Et bien, aujourd’hui, je voudrais d’abord vous parler d’un événement culturel et patrimonial important qui s’est déroulé voici trois semaines sur la célèbre commune normande de Camembert qui flirte quand même gentiment avec la barre des 200 habitants et où a été enfin installée une statue de Marie Harel.
Et ce n’est que justice quand même ! Sur la commune voisine de Vimoutiers qui tutoie certes, les 3.500 habitants, ils en avaient déjà trois ! Mais que la créatrice du Camembert ne soit pas présente à Camembert, aucun touriste ne pouvait s’y retrouver. Parce que c’est là, qu’en 1791, que cette habitante de Camembert adapta une recette de brie apprise auprès d’un prêtre. Et même si toute cette histoire montre à quel point les fake news n’ont pas attendu les réseaux sociaux, retenons quand même que Marie a été, de fait, la première d’une longue lignée de fromagers, mais qu’aucun n’a imaginé, qu’un jour, leur fromage puisse s’inviter dans les débats européens. Car la vraie histoire du Camembert commence surtout en 1993 quand celui-ci reçu de Bruxelles son Appellation d’Origine Protégée (AOP). Résultat : vous trouvez aujourd’hui dans votre supermarché des camemberts « de Normandie » qui ont l’AOP et des camemberts « fabriqués en Normandie », et la nuance est de taille. Pour les premiers, on compte moins de dix producteurs, fabriquant 5.500 tonnes de fromage par an avec du lait cru local, quand 60.000 tonnes de produits génériques, inondent le marché, pour la moitié du prix. Mais voilà que les industriels veulent changer les règles européennes de cet AOP en passant de l’obligation de 70% de lait local à 30% et en autorisant le lait pasteurisé.
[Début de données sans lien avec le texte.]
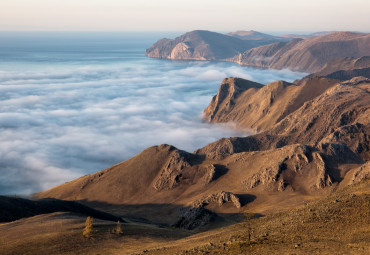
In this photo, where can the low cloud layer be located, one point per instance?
(59, 123)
Bref, comme le soulignait récemment le Député Richard Ramos en distribuant un camembert à chacun de ses 576 collègues de l’Assemblée, je cite : « En permettant à un machin plâtreux sans goût d’arborer le label au même titre que les véritables camemberts, notre ‘fleuron’ ne sera pas plus intéressant qu’un camembert générique stérilisé fabriqué au Canada, au Japon ou aux États-Unis. »
Oui, mais la pasteurisation est aussi une garantie de sécurité sanitaire, on l’a vu récemment avec la propagation de la bactérie E-Coli et l’interdiction par le gouvernement de la consommation de lait cru pour les enfants de moins de 5 ans.
C’est vrai et c’est un point non négligeable qui doit pousser les producteurs à ne pas trop jouer sur les quantités pour se concentrer sur le contrôle de la qualité. M’enfin soulignons quand même que l’un des grands activistes normands qui veut changer la règle européenne n’est autre que le géant industriel Lactalis, le même qui est impliqué dans l’une des plus grosses crises sanitaires de ses dernières années avec un lait parfaitement pasteurisé.
Ce qui se joue là est surtout symptomatique d’une aseptisation et d’une standardisation qui va à l’encontre du simple fait qu’un lait cru est un produit vivant et que ce sont ses bactéries qui font que la gastronomie fromagère est ce qu’elle est. Et les dérives en cours touchent désormais d’autres AOP, comme le Roquefort Société qui commercialise du Bleu de Brebis industriel en utilisant un packaging trompeur, ou le Beaumont qui ressemble furieusement à du Beaufort. Or, tous ces produits vivants, issus d’un terroir sont surtout les formateurs de notre goût, les préservateurs de nos diversités quand ils ne sont pas des passeurs de légendes qui doivent nous amener à ne jamais oublier de rendre un hommage à Marie Harel lors de notre passage à Camembert.